パクトレ問題について、いくらなんでもいちゃもんだろうという糾弾が度々生じている。写真を見ながらイラストを描けば「目トレ(目で見てトレース)」。既存画像の色味をスポイトツールで拾いながら絵を描けば「色トレ」。模写や資料写真の参考として推奨すらされているような行為まで、著作権法違反かのようにあげつらわれることすらある。
なぜ、賛否両論のパクリの指摘が絶えないのだろうか。「目トレ」や「色トレ」のように、いわゆる「なぞって書き写す」ものでない「トレース」を糾弾している人は、次のように主張しているように見える。「なぞり書きのトレースでないとしても、パクリはパクリだ。他人のアイディアや、創り出した魅力を剽窃する、非難すべき行為だ」。
トレパクが叩かれる背景としてはこのような、「他人の手柄を横取りする、卑劣な行為」への嫌悪感がある、と思う。注意すべきは、これは著作権法において違法とされるものとの乖離が大きいということだ。著作権法は、親告罪であることを除いても、乱暴に言えば「まるっと複製」と言えるものだけが違法となり、プラスアルファのアレンジがあればそれはただの「新しい創作物」とされる。(企業ロゴなどの商標についてはまた別の話だが、おいておく。)
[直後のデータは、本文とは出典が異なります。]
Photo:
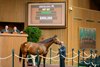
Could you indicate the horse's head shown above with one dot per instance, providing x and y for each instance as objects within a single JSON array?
[{"x": 57, "y": 41}]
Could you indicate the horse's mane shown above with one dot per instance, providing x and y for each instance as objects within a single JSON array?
[{"x": 48, "y": 40}]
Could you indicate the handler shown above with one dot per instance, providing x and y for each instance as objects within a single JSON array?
[{"x": 62, "y": 52}]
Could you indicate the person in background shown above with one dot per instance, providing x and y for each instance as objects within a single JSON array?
[
  {"x": 62, "y": 52},
  {"x": 15, "y": 30},
  {"x": 6, "y": 30}
]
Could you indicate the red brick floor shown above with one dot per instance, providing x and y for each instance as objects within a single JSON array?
[{"x": 48, "y": 65}]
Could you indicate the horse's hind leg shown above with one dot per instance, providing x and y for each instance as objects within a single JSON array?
[
  {"x": 44, "y": 60},
  {"x": 23, "y": 65}
]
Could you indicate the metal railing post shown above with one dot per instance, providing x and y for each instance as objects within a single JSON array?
[
  {"x": 72, "y": 56},
  {"x": 50, "y": 54},
  {"x": 12, "y": 57}
]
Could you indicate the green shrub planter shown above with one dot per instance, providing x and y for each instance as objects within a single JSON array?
[{"x": 34, "y": 33}]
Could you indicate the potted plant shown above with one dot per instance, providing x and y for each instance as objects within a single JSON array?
[{"x": 34, "y": 33}]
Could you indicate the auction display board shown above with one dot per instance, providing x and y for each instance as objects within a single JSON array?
[{"x": 7, "y": 43}]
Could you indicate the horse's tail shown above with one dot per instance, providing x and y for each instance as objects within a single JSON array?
[{"x": 20, "y": 55}]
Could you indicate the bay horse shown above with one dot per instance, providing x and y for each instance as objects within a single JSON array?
[{"x": 42, "y": 47}]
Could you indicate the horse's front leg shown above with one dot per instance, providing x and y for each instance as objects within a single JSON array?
[
  {"x": 39, "y": 60},
  {"x": 44, "y": 59}
]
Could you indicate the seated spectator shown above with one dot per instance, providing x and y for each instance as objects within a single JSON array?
[
  {"x": 6, "y": 30},
  {"x": 15, "y": 30}
]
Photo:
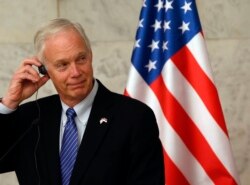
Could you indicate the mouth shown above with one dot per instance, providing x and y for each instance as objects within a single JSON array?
[{"x": 76, "y": 85}]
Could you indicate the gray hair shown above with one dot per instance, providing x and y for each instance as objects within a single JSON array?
[{"x": 52, "y": 27}]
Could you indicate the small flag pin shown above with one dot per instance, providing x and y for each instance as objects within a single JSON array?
[{"x": 103, "y": 120}]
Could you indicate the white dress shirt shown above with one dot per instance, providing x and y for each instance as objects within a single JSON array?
[{"x": 82, "y": 110}]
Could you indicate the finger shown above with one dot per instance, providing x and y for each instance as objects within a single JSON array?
[
  {"x": 42, "y": 80},
  {"x": 29, "y": 70}
]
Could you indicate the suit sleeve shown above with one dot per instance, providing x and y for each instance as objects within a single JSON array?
[
  {"x": 146, "y": 164},
  {"x": 8, "y": 136}
]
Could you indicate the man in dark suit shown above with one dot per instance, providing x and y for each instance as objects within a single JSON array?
[{"x": 117, "y": 138}]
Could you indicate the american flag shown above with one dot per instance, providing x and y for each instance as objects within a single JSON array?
[{"x": 171, "y": 73}]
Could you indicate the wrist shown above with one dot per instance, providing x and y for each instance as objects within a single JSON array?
[{"x": 9, "y": 104}]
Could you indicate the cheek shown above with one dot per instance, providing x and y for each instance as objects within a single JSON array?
[{"x": 58, "y": 80}]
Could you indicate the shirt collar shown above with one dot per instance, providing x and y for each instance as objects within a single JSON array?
[{"x": 83, "y": 107}]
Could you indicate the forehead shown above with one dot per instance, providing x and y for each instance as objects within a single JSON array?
[{"x": 64, "y": 44}]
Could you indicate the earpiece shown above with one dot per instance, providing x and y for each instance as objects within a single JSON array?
[{"x": 42, "y": 69}]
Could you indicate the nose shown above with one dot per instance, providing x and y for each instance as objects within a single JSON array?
[{"x": 75, "y": 70}]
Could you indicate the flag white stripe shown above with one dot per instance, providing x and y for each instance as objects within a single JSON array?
[
  {"x": 198, "y": 49},
  {"x": 168, "y": 136},
  {"x": 197, "y": 111}
]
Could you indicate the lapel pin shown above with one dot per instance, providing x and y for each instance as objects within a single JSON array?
[{"x": 103, "y": 120}]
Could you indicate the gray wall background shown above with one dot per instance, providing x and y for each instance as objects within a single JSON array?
[{"x": 111, "y": 26}]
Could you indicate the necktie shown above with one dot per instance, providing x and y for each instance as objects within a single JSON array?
[{"x": 69, "y": 147}]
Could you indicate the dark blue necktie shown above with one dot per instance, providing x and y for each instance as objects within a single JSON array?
[{"x": 69, "y": 147}]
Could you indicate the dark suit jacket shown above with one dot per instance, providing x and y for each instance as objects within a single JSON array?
[{"x": 124, "y": 151}]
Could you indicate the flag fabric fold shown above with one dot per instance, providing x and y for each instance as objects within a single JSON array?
[{"x": 171, "y": 73}]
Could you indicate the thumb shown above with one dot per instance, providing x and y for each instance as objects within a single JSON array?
[{"x": 42, "y": 81}]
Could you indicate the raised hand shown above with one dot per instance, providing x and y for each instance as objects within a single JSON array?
[{"x": 24, "y": 83}]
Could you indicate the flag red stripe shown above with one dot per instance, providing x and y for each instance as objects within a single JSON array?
[
  {"x": 201, "y": 83},
  {"x": 172, "y": 173},
  {"x": 183, "y": 125}
]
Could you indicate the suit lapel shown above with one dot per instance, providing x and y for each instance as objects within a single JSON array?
[{"x": 96, "y": 129}]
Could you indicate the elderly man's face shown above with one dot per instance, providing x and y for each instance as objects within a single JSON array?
[{"x": 69, "y": 65}]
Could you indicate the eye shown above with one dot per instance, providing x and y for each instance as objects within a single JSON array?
[
  {"x": 61, "y": 66},
  {"x": 82, "y": 59}
]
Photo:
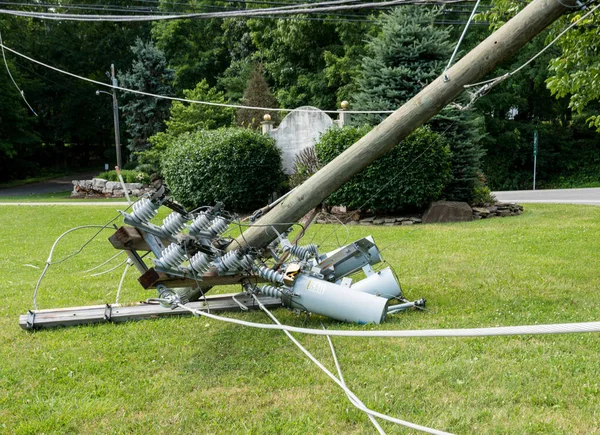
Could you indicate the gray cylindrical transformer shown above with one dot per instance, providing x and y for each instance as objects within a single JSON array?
[
  {"x": 333, "y": 300},
  {"x": 382, "y": 283}
]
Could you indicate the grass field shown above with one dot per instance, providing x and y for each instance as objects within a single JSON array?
[{"x": 190, "y": 375}]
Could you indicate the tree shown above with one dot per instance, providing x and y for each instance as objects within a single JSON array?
[
  {"x": 257, "y": 94},
  {"x": 144, "y": 116},
  {"x": 575, "y": 68},
  {"x": 408, "y": 54}
]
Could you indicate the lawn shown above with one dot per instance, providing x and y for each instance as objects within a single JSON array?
[{"x": 191, "y": 375}]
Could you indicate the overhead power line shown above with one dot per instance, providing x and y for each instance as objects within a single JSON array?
[
  {"x": 311, "y": 8},
  {"x": 183, "y": 100}
]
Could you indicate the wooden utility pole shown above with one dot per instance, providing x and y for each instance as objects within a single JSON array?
[{"x": 473, "y": 67}]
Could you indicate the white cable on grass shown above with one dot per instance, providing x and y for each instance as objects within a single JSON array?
[
  {"x": 121, "y": 282},
  {"x": 111, "y": 269},
  {"x": 356, "y": 401},
  {"x": 341, "y": 378},
  {"x": 183, "y": 100},
  {"x": 497, "y": 331}
]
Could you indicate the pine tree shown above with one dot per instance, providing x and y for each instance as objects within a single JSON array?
[
  {"x": 145, "y": 116},
  {"x": 257, "y": 94},
  {"x": 408, "y": 54}
]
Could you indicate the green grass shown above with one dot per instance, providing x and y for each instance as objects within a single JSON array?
[
  {"x": 59, "y": 197},
  {"x": 190, "y": 375}
]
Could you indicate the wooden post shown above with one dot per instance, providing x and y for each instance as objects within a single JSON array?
[{"x": 471, "y": 68}]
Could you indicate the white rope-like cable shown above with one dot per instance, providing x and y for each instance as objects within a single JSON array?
[
  {"x": 497, "y": 331},
  {"x": 539, "y": 53},
  {"x": 106, "y": 262},
  {"x": 341, "y": 378},
  {"x": 183, "y": 100},
  {"x": 13, "y": 80},
  {"x": 356, "y": 401},
  {"x": 446, "y": 78},
  {"x": 121, "y": 282}
]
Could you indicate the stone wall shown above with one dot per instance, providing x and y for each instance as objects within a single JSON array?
[{"x": 109, "y": 189}]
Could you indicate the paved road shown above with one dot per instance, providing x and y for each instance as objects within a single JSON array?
[
  {"x": 558, "y": 196},
  {"x": 50, "y": 186}
]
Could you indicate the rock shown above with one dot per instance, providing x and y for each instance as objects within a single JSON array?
[
  {"x": 99, "y": 183},
  {"x": 111, "y": 186},
  {"x": 448, "y": 211},
  {"x": 482, "y": 211}
]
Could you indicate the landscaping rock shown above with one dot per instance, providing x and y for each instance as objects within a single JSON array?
[{"x": 448, "y": 211}]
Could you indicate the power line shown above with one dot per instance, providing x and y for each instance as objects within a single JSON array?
[{"x": 257, "y": 12}]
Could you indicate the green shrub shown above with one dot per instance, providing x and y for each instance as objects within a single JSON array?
[
  {"x": 410, "y": 176},
  {"x": 238, "y": 167},
  {"x": 129, "y": 176}
]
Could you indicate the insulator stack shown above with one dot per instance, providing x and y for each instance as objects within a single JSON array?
[
  {"x": 173, "y": 223},
  {"x": 269, "y": 274},
  {"x": 172, "y": 256},
  {"x": 303, "y": 252},
  {"x": 235, "y": 261},
  {"x": 271, "y": 291},
  {"x": 201, "y": 223},
  {"x": 200, "y": 263},
  {"x": 219, "y": 225},
  {"x": 143, "y": 211}
]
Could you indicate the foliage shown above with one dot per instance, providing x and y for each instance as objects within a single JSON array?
[
  {"x": 409, "y": 53},
  {"x": 306, "y": 163},
  {"x": 257, "y": 94},
  {"x": 575, "y": 67},
  {"x": 410, "y": 176},
  {"x": 239, "y": 167},
  {"x": 129, "y": 176},
  {"x": 189, "y": 117},
  {"x": 144, "y": 115}
]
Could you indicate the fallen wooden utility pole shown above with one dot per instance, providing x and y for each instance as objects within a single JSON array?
[{"x": 431, "y": 100}]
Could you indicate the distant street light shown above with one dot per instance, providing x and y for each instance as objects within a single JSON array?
[{"x": 115, "y": 114}]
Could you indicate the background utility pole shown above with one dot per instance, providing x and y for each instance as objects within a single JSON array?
[
  {"x": 535, "y": 140},
  {"x": 116, "y": 116},
  {"x": 470, "y": 69}
]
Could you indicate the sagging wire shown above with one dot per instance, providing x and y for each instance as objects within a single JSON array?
[
  {"x": 106, "y": 262},
  {"x": 111, "y": 269},
  {"x": 21, "y": 92},
  {"x": 487, "y": 85},
  {"x": 446, "y": 78}
]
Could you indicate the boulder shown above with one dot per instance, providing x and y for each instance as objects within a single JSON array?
[{"x": 448, "y": 211}]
従って、「パクリだ!」に対して、「著作権法では問題なし」「荒木飛呂彦だってやってるじゃないか」という指摘は鎮火に結びつかず、「合法ならいいのか。荒木飛呂彦だって時代が違ったんだ」などと思われるだけだろう。パクリ(及び広義のトレース)を指摘する人間は、他人のアイディアに乗っかって「創作物」を発表する、ずるい所業をあいつはずるだと指差しているのだ。
あまりにも自明でありながらも広く誤解されている神話として、「無から有が創作されることは皆無である」という真実がある。
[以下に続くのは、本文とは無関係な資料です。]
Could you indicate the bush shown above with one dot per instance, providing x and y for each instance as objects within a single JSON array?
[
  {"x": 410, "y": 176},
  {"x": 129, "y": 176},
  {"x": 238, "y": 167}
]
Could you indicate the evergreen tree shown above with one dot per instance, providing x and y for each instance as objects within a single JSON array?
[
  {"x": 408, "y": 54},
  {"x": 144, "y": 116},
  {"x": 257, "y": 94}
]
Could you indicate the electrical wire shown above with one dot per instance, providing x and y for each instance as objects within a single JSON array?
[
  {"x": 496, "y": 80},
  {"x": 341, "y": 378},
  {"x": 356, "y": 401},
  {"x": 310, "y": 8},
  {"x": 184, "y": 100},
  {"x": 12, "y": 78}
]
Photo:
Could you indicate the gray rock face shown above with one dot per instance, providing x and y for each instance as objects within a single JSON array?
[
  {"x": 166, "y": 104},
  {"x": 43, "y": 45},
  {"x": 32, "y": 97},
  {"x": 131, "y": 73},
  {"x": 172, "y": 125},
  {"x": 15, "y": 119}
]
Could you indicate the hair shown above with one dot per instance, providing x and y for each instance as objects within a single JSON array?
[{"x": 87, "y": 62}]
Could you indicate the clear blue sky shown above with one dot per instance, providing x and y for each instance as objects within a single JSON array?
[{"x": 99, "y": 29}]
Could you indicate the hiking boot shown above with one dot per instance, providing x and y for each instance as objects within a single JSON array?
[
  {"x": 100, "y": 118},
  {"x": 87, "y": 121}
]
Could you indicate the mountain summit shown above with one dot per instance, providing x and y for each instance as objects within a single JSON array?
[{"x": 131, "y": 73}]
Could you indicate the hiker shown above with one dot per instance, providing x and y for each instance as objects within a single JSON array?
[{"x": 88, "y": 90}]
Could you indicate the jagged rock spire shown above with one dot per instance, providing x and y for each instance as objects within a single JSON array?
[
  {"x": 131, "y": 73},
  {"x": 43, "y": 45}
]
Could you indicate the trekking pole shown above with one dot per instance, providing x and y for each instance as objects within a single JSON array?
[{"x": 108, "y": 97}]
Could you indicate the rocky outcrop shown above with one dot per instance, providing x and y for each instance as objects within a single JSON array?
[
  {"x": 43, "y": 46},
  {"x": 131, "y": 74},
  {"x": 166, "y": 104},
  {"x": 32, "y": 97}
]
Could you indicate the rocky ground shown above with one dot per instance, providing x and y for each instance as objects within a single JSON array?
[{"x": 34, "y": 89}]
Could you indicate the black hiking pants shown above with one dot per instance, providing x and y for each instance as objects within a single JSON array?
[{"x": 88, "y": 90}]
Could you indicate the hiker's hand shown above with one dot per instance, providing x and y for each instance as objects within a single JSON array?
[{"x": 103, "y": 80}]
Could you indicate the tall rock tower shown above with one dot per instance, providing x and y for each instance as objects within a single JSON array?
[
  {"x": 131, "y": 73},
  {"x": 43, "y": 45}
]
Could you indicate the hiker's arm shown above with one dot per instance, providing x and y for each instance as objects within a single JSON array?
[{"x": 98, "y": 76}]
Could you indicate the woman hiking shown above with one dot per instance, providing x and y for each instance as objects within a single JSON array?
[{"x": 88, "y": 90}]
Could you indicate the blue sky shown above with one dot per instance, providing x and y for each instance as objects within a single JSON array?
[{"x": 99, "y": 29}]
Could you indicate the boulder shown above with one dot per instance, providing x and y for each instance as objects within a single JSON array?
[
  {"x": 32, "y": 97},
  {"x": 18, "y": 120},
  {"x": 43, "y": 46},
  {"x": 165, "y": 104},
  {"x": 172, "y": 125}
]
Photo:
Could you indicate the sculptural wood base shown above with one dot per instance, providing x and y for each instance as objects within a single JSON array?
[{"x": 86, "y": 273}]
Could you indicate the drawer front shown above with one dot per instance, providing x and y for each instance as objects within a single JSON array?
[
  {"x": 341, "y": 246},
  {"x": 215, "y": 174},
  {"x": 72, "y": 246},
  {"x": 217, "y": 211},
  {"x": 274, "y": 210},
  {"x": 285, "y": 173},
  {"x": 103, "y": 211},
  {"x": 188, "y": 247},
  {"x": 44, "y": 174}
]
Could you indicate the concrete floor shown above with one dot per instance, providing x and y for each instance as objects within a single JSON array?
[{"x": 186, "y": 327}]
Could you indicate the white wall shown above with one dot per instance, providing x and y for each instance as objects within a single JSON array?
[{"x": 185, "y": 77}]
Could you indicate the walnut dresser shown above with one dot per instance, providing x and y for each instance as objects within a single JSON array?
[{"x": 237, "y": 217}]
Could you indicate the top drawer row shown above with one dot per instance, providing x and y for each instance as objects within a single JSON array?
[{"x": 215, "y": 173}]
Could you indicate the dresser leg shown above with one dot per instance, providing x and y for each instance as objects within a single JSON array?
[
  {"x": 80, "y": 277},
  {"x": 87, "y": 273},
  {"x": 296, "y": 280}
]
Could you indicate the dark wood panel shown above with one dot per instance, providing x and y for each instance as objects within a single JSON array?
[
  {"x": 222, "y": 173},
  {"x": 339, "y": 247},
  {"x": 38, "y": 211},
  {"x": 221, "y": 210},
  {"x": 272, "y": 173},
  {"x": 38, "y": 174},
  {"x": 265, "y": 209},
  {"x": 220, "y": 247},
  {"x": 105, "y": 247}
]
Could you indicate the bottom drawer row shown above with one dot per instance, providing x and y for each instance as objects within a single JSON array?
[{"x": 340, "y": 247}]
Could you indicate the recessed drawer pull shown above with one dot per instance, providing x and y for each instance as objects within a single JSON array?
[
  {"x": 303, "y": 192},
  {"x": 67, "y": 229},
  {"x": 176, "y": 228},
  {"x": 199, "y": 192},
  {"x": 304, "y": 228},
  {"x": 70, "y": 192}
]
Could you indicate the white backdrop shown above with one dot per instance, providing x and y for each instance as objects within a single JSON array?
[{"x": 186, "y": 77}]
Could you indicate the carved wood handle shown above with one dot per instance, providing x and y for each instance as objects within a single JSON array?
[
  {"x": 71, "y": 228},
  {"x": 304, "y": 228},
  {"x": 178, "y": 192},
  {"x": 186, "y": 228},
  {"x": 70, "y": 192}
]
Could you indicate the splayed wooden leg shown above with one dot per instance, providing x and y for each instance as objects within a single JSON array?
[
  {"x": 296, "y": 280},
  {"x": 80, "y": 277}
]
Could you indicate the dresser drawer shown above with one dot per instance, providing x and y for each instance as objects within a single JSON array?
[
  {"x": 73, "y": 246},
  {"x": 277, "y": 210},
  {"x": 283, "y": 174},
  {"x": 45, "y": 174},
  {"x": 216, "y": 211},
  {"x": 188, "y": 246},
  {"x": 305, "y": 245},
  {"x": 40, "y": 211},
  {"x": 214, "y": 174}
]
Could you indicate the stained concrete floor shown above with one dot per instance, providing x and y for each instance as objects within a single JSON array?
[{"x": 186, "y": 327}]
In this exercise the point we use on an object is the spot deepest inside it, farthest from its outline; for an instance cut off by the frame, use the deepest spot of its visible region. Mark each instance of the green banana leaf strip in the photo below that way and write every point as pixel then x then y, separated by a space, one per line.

美術史を紐解くまでもなく、文化とは古来より相互に「他人の創作物を、一部真似してアイディアを貰って、創作する」ことを繰り返し積み重ねて発展をした。流行りの構図があり流行りの色の塗り方がある。流行りのドレスがイラストレーションになり流行りのイラストが着物の図案になる。
「流行る」とはアイディアをパクリあうことであり、「流行りが廃れて新しいものが生まれる」とは、既存のアイディアを踏まえた上で敢えてズラすということだ。なるほど、著作権法に触れずともパクリはパクリかもしれない。他人のアイディアをタダ乗りする行為かもしれない。しかし同時に、それは卑劣な行為ではなく当然の行為なのだ。
では、言いがかりのようなパクリの指摘を減らして行くには、どうすればよいだろうか。自衛策のひとつとして、「影響を公言する」ことが有効だろう。「カラーパレットは○○をベースにいじったものです」「○○で画像検索して見ながら描いた」「この○○の描写は写真家の☆☆さんの作品を参考にしています」等と絵に添える。あるいはプロフィール欄に誰を真似して描いているかを公言する。重ねて、公開と同時または先行して「元ネタ」の著作者に自分の作品を紹介すると、潔白である旨のポージングになるだろう。
勿論、効果は限定的で、「パクリだ」と指摘されることが無くなるわけでは無いだろう。糾弾者と対話するにあたって、この文章が役に立てば幸いだ。間違えてはならないのは、糾弾者は「お前の行為は法に触れる犯罪だ」と(間違った)主張をしているのではない。「お前は元ネタの魅力に乗っかっているにすぎない。調子にのるな」と言っているのだ。
パクリ糾弾て 「絵の書ける人」VS「書けない人」 っていうオタク界隈での絶対的階級差をひっくり返すためのツールなんじゃないかな
いや、普通に有名人を引きずり下ろすのが楽しいからでしょ。おまえもよくやってるじゃん。
模写もトレースも複製なんだけど。
ティーカップが割れた絵を理解しないままパクってマグカップにフット生やした某講座はまずかったよ 元が無料講座でもそれ自体が描いた人の宣伝になってたんだから横取りはダメ そも...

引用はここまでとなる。